I read an interesting blog entry in Motherlode yesterday, written by a mother who has a four year-old daughter and who doesn't intend to have any more children. She wrote about all the pressure she faces from her peers about providing a sibling for her daughter and she wants to know what's wrong with having an only child. Interestingly enough, she's an only child herself.
I'm also an only child, and being so has definitely made me adverse to the idea, not sympathetic to it. I think that even if I hadn't lost both of my parents I still wouldn't want to have just one child. It's not that I don't understand all the reasons that parents could choose (and sometimes not have a choice like my parents, who couldn't have more) to have just one child, it's just that I don't want to do it myself.
Throughout my entire childhood I wished that I had a sibling or two. I think I forgot about the idea for a while during my self-centered adolescence, but after losing my mother, the fierce desire to have someone else in my life who knew her and loved her as I did reared it's head. And now that they're both gone, I can't even imagine how amazing it would be to have someone in my life who shares the same memories (kind of) and experiences that I had growing up.
I read through dozens of the comments in the only child piece yesterday. Some people were incensed and wrote that having only one child was selfish and terrible (poor China), but I was really interested to see how many people wrote in to say that they wished they were an only child, that just because you have a sibling doesn't mean you'll like them or have a relationship with them. And I suppose that's true as well.
But then I think about Greg and his siblings. There are six of them, altogether. They're all about 2 years apart and Greg is right in the middle. For the most part, in comparison to other sibling sets I've met, they're all quite close. And while they may not always get along or approve of each other all the time, they really do love each other and share an amazing bond.
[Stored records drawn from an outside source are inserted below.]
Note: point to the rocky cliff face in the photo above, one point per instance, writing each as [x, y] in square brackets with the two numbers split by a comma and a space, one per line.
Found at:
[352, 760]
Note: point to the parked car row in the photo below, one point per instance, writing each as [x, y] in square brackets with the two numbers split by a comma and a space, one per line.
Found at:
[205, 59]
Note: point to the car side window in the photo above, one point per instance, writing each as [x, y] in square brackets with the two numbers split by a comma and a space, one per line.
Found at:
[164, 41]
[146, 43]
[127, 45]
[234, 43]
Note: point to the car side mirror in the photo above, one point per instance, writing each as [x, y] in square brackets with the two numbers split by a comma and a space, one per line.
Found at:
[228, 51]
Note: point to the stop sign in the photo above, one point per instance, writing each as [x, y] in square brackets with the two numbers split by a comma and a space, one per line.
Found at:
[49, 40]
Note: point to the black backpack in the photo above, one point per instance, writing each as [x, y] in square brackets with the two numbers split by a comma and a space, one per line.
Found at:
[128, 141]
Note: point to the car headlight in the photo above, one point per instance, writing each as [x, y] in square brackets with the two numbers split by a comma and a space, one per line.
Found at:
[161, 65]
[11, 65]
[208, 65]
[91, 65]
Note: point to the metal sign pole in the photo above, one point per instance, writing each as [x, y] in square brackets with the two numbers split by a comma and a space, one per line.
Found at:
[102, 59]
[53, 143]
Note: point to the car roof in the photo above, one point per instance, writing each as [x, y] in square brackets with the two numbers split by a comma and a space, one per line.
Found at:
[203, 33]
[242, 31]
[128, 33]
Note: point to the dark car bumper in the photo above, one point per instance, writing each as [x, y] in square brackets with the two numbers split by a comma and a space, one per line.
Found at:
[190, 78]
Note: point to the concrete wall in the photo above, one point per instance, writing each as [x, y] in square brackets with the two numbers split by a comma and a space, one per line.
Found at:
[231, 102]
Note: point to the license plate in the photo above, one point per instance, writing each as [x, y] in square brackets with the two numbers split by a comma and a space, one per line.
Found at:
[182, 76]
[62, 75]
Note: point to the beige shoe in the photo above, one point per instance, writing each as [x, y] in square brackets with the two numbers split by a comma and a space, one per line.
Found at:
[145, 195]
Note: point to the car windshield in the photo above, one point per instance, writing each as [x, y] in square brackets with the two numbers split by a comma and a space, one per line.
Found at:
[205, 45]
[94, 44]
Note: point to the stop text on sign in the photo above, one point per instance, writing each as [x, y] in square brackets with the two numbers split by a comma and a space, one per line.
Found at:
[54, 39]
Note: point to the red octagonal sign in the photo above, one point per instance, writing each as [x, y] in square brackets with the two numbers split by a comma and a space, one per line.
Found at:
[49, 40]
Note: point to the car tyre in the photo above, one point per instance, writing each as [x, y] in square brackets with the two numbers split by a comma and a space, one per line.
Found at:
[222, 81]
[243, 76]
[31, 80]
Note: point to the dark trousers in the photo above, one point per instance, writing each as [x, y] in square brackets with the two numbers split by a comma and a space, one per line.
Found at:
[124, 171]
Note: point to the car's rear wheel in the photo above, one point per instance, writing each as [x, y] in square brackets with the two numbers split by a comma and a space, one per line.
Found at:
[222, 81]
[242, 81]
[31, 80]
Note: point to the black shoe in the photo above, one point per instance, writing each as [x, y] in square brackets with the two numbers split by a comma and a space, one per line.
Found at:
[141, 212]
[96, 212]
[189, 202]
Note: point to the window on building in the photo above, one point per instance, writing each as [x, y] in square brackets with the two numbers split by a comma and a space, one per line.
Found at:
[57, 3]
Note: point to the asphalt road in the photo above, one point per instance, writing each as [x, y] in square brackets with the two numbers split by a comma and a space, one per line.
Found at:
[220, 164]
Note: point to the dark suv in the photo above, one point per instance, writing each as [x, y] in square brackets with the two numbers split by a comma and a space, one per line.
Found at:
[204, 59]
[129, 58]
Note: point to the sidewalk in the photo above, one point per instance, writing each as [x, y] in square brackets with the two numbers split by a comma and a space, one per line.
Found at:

And I know that even if Greg and I only end up having this one child, it will have so many wonderful cousins and aunts and uncles in its life that it will never lack for family or shared memories. But all the same, I definitely want to have more than one child. When Greg and I are gone, and even long before that, I'd like for my children to be able to have each other, to be able to sift through a shared experience of this strange life, and of the life that Greg and I, in particular, introduced them to.